Ülkenin her yanında şirketler kapatılıyor, işten atmalar artıyor. Bizler tekil ve yalıtık tepkilere teslim olmamalıyız. Dört aylık grevimiz ve hareketimizin gördüğü destek bize epeyce deneyim kazandırdı. Greve aylar öncesinden nasıl hazırlanılması gerektiğini biliyorduk, tüm üretim birimlerinin en kararlı işçilerini birleştirmeyi başardık ve ardından grev komitesinde ve genel toplantılarda ayrıntılı bir şekilde tartışıp karara vararak greve çıktık ve yanı sıra işyerinin dışında da eylemler organize ettik.

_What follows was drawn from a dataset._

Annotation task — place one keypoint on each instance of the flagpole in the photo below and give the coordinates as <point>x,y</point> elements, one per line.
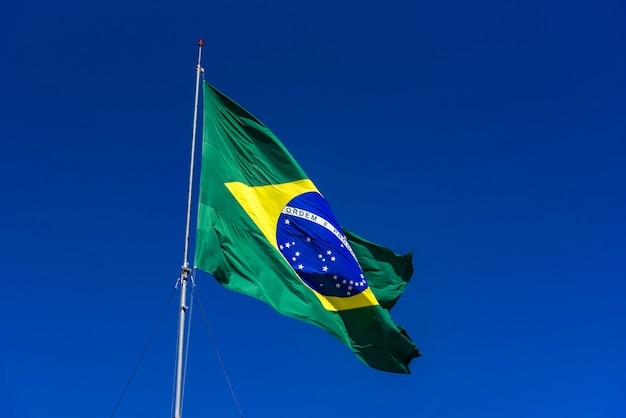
<point>185,271</point>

Saint-Ouen, Flins, Cleon, Charles-de-Gaulle Havalimanı kargo bölümü, Geodis, Lear ve diğer yerleri ziyaretlerimiz sırasında oradaki işçiler tarafından son derece sıcak bir şekilde karşılandık. Pek çok bağ oluşturmak ve bunları şekillendirmek mümkün. Dolayısıyla önümüzdeki dönemde ne olacağına odaklanmalıyız.
Kazandığımız deneyim bize, yaklaşan mücadeleler için ön hazırlık yapma tecrübesi ve meşruiyeti veriyor, üstelik sadece PSA’da değil. Nasıl fabrika içindeki farklı birimlerin mücadeleci azınlığını koordine etttiysek, bunu dışarıda da yapabiliriz. Bunun yolu da son aylarda kendi patronlarına karşı ellerinden geldiğince mücadele edenlerin çabalarını olduğu gibi bundan sonrakilerin çabalarını da koordine etmeye çalışmaktır.
Güç dengesini değiştirecek ve patronları geri adım atmak zorunda bırakacak olan bir genel grev mucizeyle gelmeyecek. Böylesi bir genel grev, Aulnay’da olduğu gibi (sadece orada değil, farklı biçimlerde Sanofi, Candia, Arcelor, DMI, Freescale, Ford ve diğerlerinde de) mücadelenin ön saflarında olan işçilerin adım atmalarını gerektirmektedir.
Sıklıkla çok yerel kalan ve ulusal düzeyde haberdar olunmayan bu mücadelelerin koordinasyonu için, er geç yakınlaşmalarına, genişlemelerine ve nihayetinde genelleşmelerine olanak sağlayacak vasıtalar devreye sokmak –kendi patronlarıyla savaşan diğer işçilerle birlikte– zorundayız. Kısacası, bu, şu anda kendilerini yalıtılmış ve köşeye sıkışmış hissedenlere bir perspektif sunma sorunudur.
Bu yüzden, aynı sorunlara sahip olanlarla, işten çıkarmalara karşı ister toplantılarla, legal eylemlerle, gösterilerle, iş bırakmalarla, ister az çok uzun grevlerle tepki gösterenlerle birlikte, mücadeleler ve seferberlikler için, adına ne derseniz deyin, bir komite kurmayı düşünmemiz gerekiyor. Zira sendika konfederasyonları tarafından terk edilen bu ülkenin işçilerinden beklentiler yüksektir.
Davayı ortaklaştırmalı ve bunu yapacak araçlarla donanmalıyız. Bu mümkün ve gereklidir. İşin bütün işçilere bölüştürülmesi ve işten atmaların yasaklanması ancak sınıfımızın bir kısmı bu mücadeleleri birbirine yakınlaştırma perspektifini vermek üzere koordine olursa mümkün olacaktır.